Fetch and store data from an index every hour

Dear community,

I want to create a script that can -

  • Fetch data from a given source index
  • Process the data and store into a destination index

The script will be scheduled to run once every hour.

The data contains timestamp field. My approach is to keep record of "fetched_timestamp" variable which indicates that we need to fetch documents after this timestamp. To implement this, I'm using scroll api with the following query -

"query": {
    "range": {
        "@timestamp": {
            "gte": timestamp
        }
    }
}

This will create a scroll context and with the help of scroll_id, I can fetch all the records from the current snapshot of the source index. After the current snapshot is scrolled out, I will update the "fetched_timestamp" variable to the max timestamp among the documents fetched and will get the next batch of documents.

The problem is that new documents will continue to be added to the source index all day long. It may happen that a document with an older timestamp (back-fill) is added after a newer timestamp in the source index. Since, I am always fetching documents after a certain timestamp therefore I can lose the documents which are inserted recently but have older timestamps.

Is there any way to get all the documents? Any suggestion is very much appreciated.

Thanks in advance.

So, apparently the timestamp of the log creation is not the correct one.
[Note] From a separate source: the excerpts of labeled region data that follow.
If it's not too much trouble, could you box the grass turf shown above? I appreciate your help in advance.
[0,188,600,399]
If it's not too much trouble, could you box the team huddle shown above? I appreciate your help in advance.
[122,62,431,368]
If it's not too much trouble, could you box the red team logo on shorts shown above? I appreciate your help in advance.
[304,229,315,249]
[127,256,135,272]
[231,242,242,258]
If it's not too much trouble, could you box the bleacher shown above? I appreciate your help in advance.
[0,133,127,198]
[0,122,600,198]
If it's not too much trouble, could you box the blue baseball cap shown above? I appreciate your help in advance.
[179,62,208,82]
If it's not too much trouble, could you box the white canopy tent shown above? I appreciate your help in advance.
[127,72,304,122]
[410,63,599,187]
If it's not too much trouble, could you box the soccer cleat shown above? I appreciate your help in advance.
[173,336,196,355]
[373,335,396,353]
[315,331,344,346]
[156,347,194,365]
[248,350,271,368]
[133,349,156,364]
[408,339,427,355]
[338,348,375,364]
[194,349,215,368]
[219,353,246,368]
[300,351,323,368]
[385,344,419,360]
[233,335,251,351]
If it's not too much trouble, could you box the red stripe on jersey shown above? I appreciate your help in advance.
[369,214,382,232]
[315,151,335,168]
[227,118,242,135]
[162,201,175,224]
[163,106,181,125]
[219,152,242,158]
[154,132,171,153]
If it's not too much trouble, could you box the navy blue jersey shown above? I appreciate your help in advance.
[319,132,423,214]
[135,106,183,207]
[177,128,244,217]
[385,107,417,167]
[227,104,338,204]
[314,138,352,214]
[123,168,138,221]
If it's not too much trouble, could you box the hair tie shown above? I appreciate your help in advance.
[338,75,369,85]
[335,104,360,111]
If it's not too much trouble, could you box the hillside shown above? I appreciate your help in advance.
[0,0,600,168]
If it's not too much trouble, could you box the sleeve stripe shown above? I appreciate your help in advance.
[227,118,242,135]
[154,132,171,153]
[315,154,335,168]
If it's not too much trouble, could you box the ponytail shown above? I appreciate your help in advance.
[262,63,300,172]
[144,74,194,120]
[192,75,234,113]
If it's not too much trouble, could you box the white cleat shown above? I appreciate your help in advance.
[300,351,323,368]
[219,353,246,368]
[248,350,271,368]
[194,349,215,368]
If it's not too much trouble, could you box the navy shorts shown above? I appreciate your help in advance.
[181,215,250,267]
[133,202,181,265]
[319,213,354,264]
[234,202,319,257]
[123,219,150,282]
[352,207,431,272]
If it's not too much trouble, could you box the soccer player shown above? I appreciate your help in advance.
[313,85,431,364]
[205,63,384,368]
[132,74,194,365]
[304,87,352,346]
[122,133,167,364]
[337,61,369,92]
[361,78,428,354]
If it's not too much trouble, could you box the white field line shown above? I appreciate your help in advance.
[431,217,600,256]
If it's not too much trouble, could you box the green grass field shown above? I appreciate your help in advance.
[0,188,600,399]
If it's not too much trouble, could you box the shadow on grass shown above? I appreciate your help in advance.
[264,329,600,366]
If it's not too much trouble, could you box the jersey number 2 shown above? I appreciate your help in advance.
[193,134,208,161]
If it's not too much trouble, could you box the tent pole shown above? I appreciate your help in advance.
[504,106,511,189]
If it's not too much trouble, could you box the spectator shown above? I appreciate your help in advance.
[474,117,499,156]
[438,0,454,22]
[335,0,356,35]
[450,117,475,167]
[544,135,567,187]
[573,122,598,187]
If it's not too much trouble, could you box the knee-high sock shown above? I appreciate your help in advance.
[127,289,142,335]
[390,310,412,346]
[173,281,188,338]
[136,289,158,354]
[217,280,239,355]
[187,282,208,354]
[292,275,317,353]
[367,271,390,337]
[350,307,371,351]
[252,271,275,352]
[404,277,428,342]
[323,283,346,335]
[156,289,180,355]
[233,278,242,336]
Maybe the timestamp of the ingestion into Elasticsearch could be more helpful. See the _ingest timestamp at Ingest pipelines | Elasticsearch Guide [7.13] | Elastic

Maybe something like transforms can help you out, so you don't have to come up with your own logic. Can you explain your use-case in a bit more detail?

I think you understood it correctly. There are two timestamp fields -

  1. request_timestamp: timestamp at which request was made.
  2. created_timestamp: timestamp at which document was ingested.

Earlier, I was trying to use the request_timestamp due to which the issue was raised. I think using created_timestamp is a better approach.

Thanks for the suggestion.